Patients with bladder carcinoma were treated after TUR-B at ETHOS ® under online adaption with tumor-directed partial-bladder target volumes, with a half-filled bladder. A CBCT was acquired at the beginning of each fraction (CBCT1). On this image dataset, the bladder and rectum were automatically contoured with artificial intelligence (AI) based models, and corrected if necessary. These structures were subsequently used to guide the deformation of CTV and PTV from the planning CT (pCT) to CBCT1. The clinical margins were 5-10 mm. Before treatment delivery, a second CBCT was taken (CBCT2), and a couch shift was applied if necessary to re-center the target in the high dose region. The EUD for the CTV was calculated with parameter a=-20. EUD values were given as percentages of the prescribed dose. The CTV 5mm was created in silico as a 5 mm isotropic reduction of the clinical PTV on CBCT1 and the pCT. The bladder on CBCT2 was created with MIM Maestro TM AI autocontouring.

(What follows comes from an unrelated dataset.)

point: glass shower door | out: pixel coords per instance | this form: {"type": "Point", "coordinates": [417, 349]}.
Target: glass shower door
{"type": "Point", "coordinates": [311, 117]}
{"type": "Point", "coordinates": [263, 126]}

Based on this bladder contour, a hybrid deformation from CBCT1 to CBCT2 was made in order to propagate CTV 5mm onto CBCT2. A time-dependent model for the bladder growth during the adaption time was generated in Matlab by processing the bladder deformation from CBCT1 to CBCT2. The bladder contour modelled after 10 min adaption time was used as basis for the deformation of CTV 5mm on CBCT2. For the evaluation, a dose accumulation on the pCT was carried out with help of a contour based deformation, guided by CTV 5mm .

Results:

A total of 120 adaptive fractions from 6 patients were evaluated, 7.5% of which were for full bladder and 92.5% for partial bladder irradiation. The median bladder volume on pCT was 256.2 ml (range: 121.5 ml – 381.6 ml). The median overall clinical treatment duration was 20.6 min (range: 9.6 min – 33.3 min). The bladder volume increased during the adaption at a median rate of 1.3 ml/min.